41i-4IvFqkL._SX195_« Sur les chantiers quand approche l’heure du repas, les hommes font taire les pelles dans de profondes bassines d’eau. Là, ils lavent leurs mains, rincent une tomate, une pomme, à grands éclats, puis l’un siphonne un peu d’essence dans la bétonnière, l’autre rassemble des sacs de ciment vides, des bouts de polystyrène, du bois de palette. La surface des bassines redevient lisse et se nimbe d’une pellicule calcaire tandis qu’on allume un feu. L’épaisse fumée fait croire à une tombée de nuit. »

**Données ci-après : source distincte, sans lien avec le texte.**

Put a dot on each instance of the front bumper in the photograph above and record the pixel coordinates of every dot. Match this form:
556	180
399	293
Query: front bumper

Après ces phrases qui entament le roman, on assiste au repas de ces ouvriers du bâtiment, puis un court paragraphe parle des incendies qui chaque été embrasent le Portugal, parle des pompiers, de ce qu’ils sentent, ressentent et font. Et on accède ensuite à l’histoire qui se déroule de 1955 à 1995, trois générations d’hommes nés au Portugal, ceux qui y sont restés, ceux qui en sont partis, certains revenus, pas d’autres. Ce roman parle de l’exil de la génération de Salazar, ceux qui fuyaient. Puis ceux qui partaient plus tard, pour une vie « meilleure ». Hélène, l’épouse française de Fernando:

carnations-ge14b82236_640 » La révolution des Oeillets était vieille d’un an quand elle avait rencontré Fernando mais elle le considérait tout de même comme un réfugié politique. Pour principal acte de résistance, il déplaisait à ses parents; cela comblait ses aspirations de grand air, de révolte et d’horizon. Pour lui plaire déjà, elle avait appris les paroles de la chanson Grãndola, Villa Morena qui figuraient à l’intérieur de la pochette du disque de José Afonso. C’est la chanson de votre révolution, tu devrais la connaître. Vous avez mis fin à la dictature sans aucun coup de feu, tu te rends compte? Les Français ont coupé des milliers de têtes et vous, pas un mort, avec des militaires à la manœuvre en plus! » Un œillet rouge avait fleuri au Portugal et chacun projetait ses rêves sur le petit État. »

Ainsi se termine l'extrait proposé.